NVIDIA / nccl-tests

NCCL Tests
BSD 3-Clause "New" or "Revised" License
809 stars 229 forks source link

When I am running on multiple nodes, I can get the corresponding results when running on 3 nodes, and an exception will occur when more than 3 nodes are executed. #161

Open songqimao opened 1 year ago

songqimao commented 1 year ago

If more than 3 nodes report an error, if np 24 is specified, any one of the 3 nodes running normally will run abnormally. Here are my run parameters: mpirun -np 32 -H node1:8,node2:8,node5:8,node3:8 --allow-run-as-root -bind-to none -map-by slot -x NCCL_DEBUG=INFO -x NCCL_IB_GID_INDEX=3 -x NCCL_IB_DISABLE=0 -x NCCL_SOCKET_IFNAME=ib -x NCCL_IB_HCA=mlx5_0,mlx5_1,mlx5_2,mlx5_3,mlx5_4,mlx5_5,mlx5_6, -x NCCL_NET_GDR_LEVEL=2 -x NCCL_IB_QPS_PER_CONNECTION=4 -x NCCL_IB_TC=160 -x NCCL_IB_TIMEOUT=22 -x NCCL_PXN_DISABLE=0 -x NCCL_MIN_CTAS=4 -x LD_LIBRARY_PATH -x PATH -mca coll_hcoll_enable 0 -mca pml ob1 -mca btl_tcp_if_include 12.200.0.0/16 -mca btl ^openib /root/cuda_package/nccl-tests/build/all_reduce_perf -b 1G -e 1G -n 1000 -g 1 image Change the np in my running parameters to 24 -H and specify any 3 nodes (node1-node8) to run normally. Please help me point out the problem. Thanks.

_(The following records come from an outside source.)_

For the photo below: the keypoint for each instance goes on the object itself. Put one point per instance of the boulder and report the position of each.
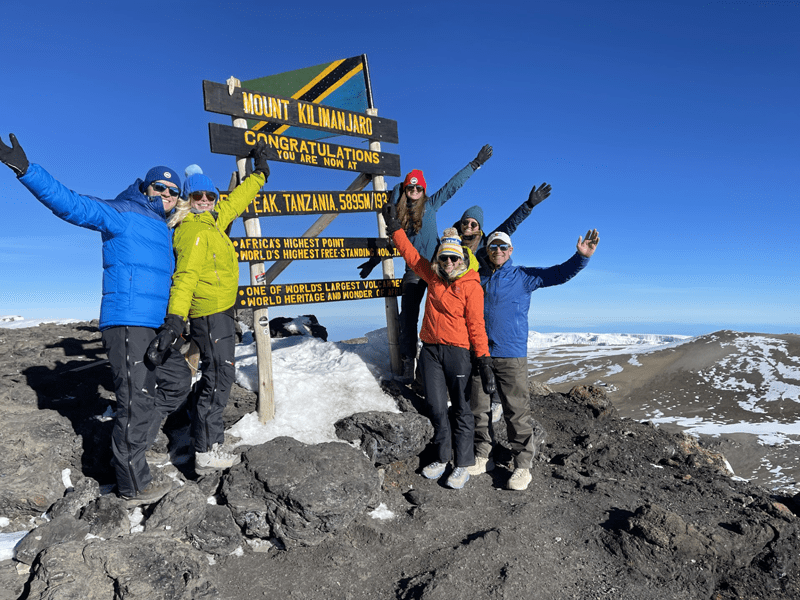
(179, 510)
(386, 437)
(85, 491)
(299, 493)
(107, 517)
(217, 533)
(60, 530)
(130, 568)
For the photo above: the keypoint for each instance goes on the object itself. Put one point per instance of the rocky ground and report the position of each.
(616, 509)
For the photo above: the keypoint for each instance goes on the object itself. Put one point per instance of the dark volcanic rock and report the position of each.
(134, 567)
(386, 437)
(84, 491)
(179, 510)
(280, 327)
(299, 493)
(107, 517)
(60, 530)
(217, 533)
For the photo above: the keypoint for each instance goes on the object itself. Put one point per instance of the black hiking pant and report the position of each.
(134, 385)
(173, 384)
(445, 374)
(215, 336)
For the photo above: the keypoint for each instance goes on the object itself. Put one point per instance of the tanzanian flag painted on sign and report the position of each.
(340, 84)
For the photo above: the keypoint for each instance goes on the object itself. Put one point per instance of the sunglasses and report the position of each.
(160, 187)
(197, 196)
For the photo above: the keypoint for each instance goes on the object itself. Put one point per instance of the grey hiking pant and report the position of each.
(511, 376)
(215, 336)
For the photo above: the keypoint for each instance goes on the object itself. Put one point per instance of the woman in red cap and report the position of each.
(416, 212)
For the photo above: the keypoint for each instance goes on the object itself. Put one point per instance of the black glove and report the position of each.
(14, 157)
(487, 375)
(389, 212)
(167, 337)
(536, 196)
(484, 155)
(366, 268)
(259, 155)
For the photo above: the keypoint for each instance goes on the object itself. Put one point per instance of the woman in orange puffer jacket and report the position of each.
(453, 323)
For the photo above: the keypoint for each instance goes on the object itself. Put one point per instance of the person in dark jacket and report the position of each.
(470, 228)
(470, 225)
(507, 297)
(416, 212)
(137, 271)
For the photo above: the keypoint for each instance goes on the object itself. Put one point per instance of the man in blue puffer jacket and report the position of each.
(137, 273)
(507, 297)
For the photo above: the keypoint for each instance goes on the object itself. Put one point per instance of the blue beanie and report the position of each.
(160, 174)
(474, 212)
(196, 181)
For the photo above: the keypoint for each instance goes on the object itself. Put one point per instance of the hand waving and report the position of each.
(586, 247)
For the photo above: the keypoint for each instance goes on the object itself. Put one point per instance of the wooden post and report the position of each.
(252, 227)
(318, 227)
(392, 319)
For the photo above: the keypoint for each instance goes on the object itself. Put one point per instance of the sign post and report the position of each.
(252, 227)
(392, 316)
(308, 120)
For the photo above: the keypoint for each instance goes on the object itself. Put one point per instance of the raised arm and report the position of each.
(240, 198)
(451, 187)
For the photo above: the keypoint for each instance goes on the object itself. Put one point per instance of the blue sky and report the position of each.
(671, 127)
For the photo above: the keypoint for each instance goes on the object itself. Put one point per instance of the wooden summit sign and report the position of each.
(275, 204)
(284, 294)
(252, 249)
(282, 148)
(250, 104)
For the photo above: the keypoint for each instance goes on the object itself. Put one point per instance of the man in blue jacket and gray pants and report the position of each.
(507, 297)
(137, 274)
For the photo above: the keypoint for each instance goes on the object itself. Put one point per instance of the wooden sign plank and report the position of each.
(276, 204)
(286, 294)
(250, 104)
(282, 148)
(254, 249)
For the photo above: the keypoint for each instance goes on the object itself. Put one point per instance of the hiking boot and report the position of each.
(407, 375)
(483, 464)
(434, 470)
(215, 459)
(155, 458)
(520, 479)
(497, 411)
(149, 495)
(458, 478)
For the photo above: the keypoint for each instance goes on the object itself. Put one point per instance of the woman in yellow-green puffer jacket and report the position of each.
(204, 289)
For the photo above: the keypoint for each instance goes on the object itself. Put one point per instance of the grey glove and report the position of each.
(389, 212)
(487, 375)
(166, 338)
(14, 157)
(366, 268)
(484, 155)
(537, 196)
(259, 155)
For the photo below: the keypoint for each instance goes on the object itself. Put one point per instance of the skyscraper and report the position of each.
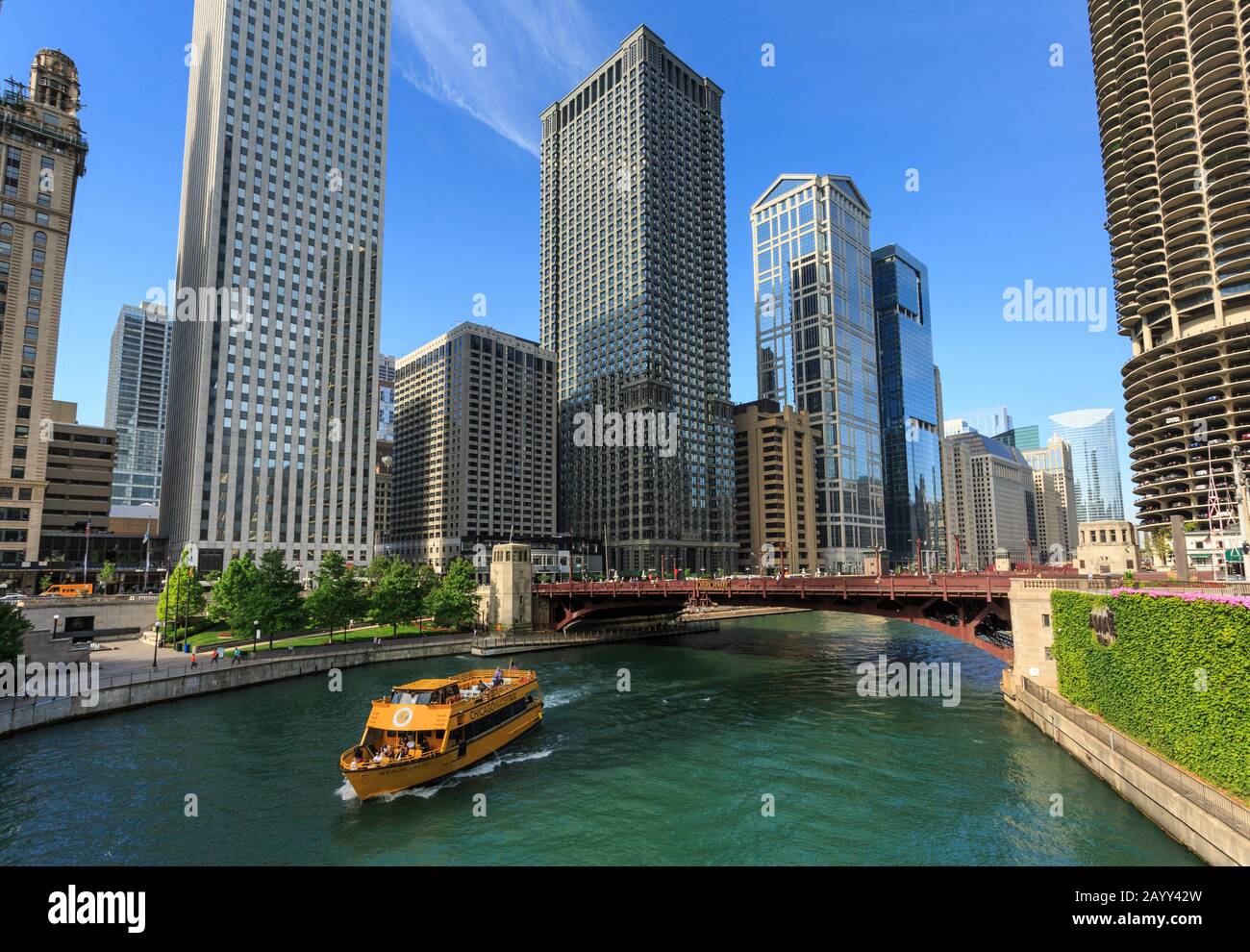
(42, 154)
(136, 401)
(1095, 463)
(911, 417)
(1055, 497)
(988, 500)
(816, 347)
(273, 408)
(1023, 438)
(1171, 101)
(474, 446)
(634, 304)
(988, 421)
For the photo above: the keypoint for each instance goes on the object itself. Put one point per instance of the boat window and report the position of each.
(409, 697)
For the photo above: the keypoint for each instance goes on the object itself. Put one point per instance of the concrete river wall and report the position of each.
(141, 689)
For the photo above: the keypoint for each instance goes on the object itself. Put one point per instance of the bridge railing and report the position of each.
(1211, 798)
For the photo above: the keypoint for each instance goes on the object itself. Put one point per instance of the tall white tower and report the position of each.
(273, 401)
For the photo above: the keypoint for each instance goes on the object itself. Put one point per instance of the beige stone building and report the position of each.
(1108, 547)
(79, 472)
(42, 154)
(775, 512)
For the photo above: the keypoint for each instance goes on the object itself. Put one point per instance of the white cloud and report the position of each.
(536, 51)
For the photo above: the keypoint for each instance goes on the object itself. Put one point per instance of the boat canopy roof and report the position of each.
(426, 684)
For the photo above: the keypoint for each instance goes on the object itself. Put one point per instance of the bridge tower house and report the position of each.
(511, 604)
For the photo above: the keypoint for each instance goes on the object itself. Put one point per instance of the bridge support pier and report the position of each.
(1033, 635)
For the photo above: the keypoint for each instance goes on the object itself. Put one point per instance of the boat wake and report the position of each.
(559, 698)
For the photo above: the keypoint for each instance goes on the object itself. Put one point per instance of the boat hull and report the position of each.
(396, 777)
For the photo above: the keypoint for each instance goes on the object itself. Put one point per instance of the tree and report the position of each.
(338, 596)
(182, 597)
(240, 576)
(275, 602)
(455, 600)
(395, 597)
(108, 575)
(12, 629)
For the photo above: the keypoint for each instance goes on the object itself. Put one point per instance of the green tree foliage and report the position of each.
(395, 597)
(12, 629)
(455, 600)
(274, 601)
(182, 597)
(238, 579)
(108, 576)
(1174, 679)
(338, 597)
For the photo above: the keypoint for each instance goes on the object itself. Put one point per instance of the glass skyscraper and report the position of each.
(911, 418)
(816, 347)
(136, 402)
(1095, 463)
(273, 406)
(634, 303)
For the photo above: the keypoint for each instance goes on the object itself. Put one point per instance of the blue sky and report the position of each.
(962, 91)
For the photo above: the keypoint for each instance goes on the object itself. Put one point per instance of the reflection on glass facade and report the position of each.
(816, 347)
(136, 401)
(1095, 463)
(386, 399)
(911, 418)
(1021, 438)
(988, 421)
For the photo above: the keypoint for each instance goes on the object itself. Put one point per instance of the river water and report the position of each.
(750, 744)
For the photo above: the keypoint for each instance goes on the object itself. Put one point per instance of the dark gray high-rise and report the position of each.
(634, 303)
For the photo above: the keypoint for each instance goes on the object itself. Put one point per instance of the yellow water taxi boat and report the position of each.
(425, 730)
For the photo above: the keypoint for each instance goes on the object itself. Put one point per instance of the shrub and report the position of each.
(1174, 677)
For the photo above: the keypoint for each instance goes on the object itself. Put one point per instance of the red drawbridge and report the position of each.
(973, 608)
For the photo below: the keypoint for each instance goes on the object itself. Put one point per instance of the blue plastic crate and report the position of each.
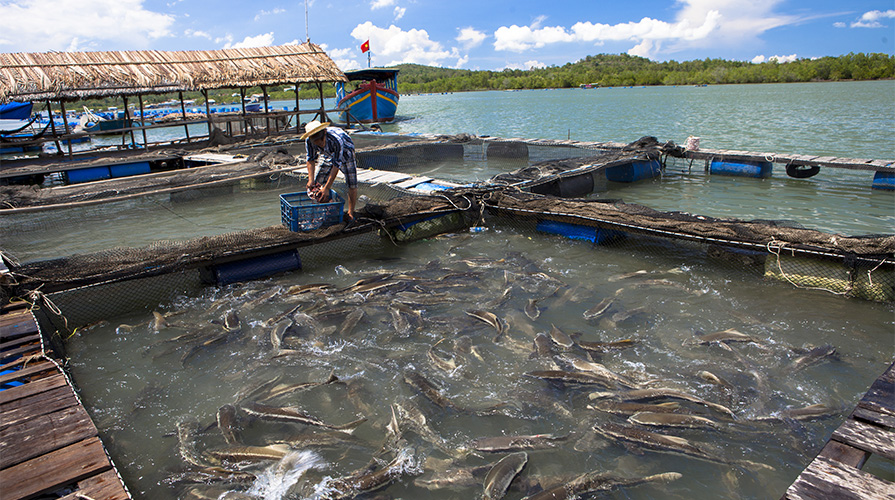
(301, 213)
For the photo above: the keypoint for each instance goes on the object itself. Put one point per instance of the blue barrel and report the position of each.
(756, 169)
(634, 171)
(884, 180)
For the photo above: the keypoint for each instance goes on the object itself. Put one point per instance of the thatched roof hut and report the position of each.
(71, 76)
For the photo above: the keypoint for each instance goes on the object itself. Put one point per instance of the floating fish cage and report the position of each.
(552, 194)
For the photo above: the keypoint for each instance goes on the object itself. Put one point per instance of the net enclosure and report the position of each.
(546, 188)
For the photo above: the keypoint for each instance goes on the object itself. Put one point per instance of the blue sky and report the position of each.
(461, 33)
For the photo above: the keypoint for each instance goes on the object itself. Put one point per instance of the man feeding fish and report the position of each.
(335, 144)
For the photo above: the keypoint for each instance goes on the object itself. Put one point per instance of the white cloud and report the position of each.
(470, 38)
(780, 59)
(379, 4)
(871, 19)
(41, 25)
(265, 13)
(262, 40)
(196, 34)
(393, 45)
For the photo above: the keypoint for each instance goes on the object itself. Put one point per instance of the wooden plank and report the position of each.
(23, 391)
(874, 417)
(825, 479)
(37, 404)
(52, 471)
(27, 372)
(413, 181)
(44, 434)
(107, 486)
(845, 454)
(867, 437)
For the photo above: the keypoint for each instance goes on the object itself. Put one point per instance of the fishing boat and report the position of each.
(373, 100)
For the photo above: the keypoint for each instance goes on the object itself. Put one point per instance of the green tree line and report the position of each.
(622, 70)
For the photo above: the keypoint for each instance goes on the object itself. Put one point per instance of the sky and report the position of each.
(464, 34)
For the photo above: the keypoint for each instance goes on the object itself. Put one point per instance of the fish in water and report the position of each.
(725, 336)
(660, 393)
(813, 356)
(293, 414)
(664, 443)
(487, 317)
(561, 338)
(599, 309)
(532, 310)
(501, 444)
(428, 389)
(498, 479)
(672, 420)
(226, 419)
(593, 482)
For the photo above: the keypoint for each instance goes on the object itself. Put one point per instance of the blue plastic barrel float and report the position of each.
(744, 168)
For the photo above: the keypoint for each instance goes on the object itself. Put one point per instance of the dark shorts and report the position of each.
(349, 170)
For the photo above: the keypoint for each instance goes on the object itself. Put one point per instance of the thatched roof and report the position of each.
(80, 75)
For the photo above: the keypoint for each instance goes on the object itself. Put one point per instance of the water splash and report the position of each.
(276, 481)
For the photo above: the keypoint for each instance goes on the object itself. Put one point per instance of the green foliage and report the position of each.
(622, 70)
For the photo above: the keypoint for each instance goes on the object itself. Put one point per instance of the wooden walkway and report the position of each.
(870, 429)
(48, 443)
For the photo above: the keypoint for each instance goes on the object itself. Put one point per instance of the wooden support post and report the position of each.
(128, 120)
(67, 130)
(207, 112)
(266, 111)
(143, 121)
(297, 111)
(186, 128)
(53, 127)
(322, 112)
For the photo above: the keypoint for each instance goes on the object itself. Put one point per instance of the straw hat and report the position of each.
(313, 127)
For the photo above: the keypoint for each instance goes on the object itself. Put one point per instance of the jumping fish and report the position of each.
(501, 444)
(293, 414)
(560, 337)
(659, 393)
(593, 482)
(498, 479)
(672, 420)
(599, 309)
(488, 317)
(428, 389)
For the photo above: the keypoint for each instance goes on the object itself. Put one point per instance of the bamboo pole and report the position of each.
(143, 121)
(67, 132)
(266, 111)
(186, 127)
(207, 112)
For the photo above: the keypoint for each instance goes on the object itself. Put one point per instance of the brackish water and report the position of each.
(139, 388)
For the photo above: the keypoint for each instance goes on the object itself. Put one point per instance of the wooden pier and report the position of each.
(48, 443)
(870, 429)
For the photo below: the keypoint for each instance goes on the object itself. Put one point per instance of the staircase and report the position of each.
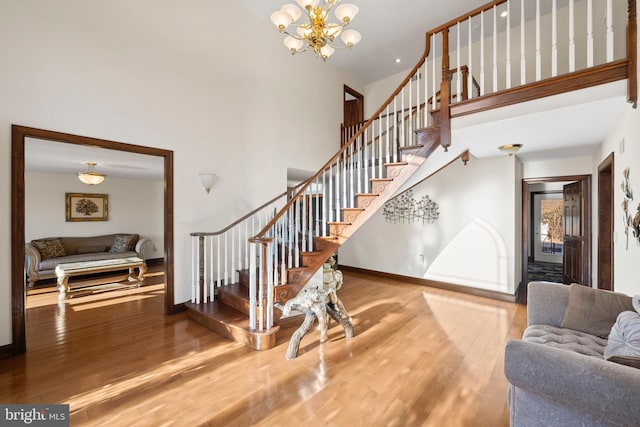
(243, 273)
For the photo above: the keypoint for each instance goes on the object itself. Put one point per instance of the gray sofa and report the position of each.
(43, 255)
(557, 375)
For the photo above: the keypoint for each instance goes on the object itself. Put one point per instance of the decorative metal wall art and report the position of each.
(406, 209)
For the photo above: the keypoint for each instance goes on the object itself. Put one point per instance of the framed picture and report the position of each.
(87, 207)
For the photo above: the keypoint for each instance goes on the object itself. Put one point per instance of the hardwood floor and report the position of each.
(420, 356)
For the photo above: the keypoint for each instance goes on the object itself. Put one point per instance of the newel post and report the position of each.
(445, 93)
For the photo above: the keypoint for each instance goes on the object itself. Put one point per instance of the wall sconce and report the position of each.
(206, 179)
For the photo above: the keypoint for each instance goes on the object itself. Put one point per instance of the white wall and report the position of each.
(558, 167)
(135, 206)
(186, 77)
(625, 261)
(474, 241)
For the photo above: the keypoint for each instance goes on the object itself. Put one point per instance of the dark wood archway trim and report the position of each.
(586, 181)
(606, 184)
(18, 291)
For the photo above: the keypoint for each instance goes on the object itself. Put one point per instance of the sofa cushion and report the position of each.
(124, 242)
(567, 339)
(49, 248)
(624, 340)
(91, 249)
(594, 311)
(50, 264)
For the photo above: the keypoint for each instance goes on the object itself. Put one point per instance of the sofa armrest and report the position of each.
(546, 303)
(588, 384)
(32, 258)
(143, 247)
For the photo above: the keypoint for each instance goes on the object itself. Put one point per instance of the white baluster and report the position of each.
(233, 258)
(324, 203)
(270, 282)
(226, 261)
(252, 286)
(589, 33)
(554, 38)
(538, 53)
(470, 60)
(303, 224)
(388, 143)
(508, 65)
(219, 267)
(572, 37)
(433, 69)
(495, 48)
(523, 58)
(296, 236)
(609, 30)
(482, 53)
(194, 268)
(211, 282)
(458, 66)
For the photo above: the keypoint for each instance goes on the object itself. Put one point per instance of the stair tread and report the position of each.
(411, 147)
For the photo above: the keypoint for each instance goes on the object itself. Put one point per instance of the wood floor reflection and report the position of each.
(420, 356)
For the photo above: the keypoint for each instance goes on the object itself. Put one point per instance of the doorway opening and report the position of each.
(605, 223)
(556, 230)
(18, 283)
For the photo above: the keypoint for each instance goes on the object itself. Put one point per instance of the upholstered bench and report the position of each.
(64, 271)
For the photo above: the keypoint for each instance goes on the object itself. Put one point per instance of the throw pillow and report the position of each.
(124, 242)
(49, 248)
(594, 311)
(623, 345)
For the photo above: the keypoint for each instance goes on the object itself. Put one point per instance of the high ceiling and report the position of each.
(390, 30)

sjeaugey commented 1 year ago

This looks like an MPI issue.

I've never seen that, but maybe the error message shown by MPI is the reason for the error. Did you make sure node5 has the necessary library for compression to work? (e.g. has libz installed)

songqimao commented 1 year ago

image @sjeaugey Thank you for your reply, I checked the loaded library and got it as shown in the figure. It seems that there is libz. There may be problems with my method. Please correct me.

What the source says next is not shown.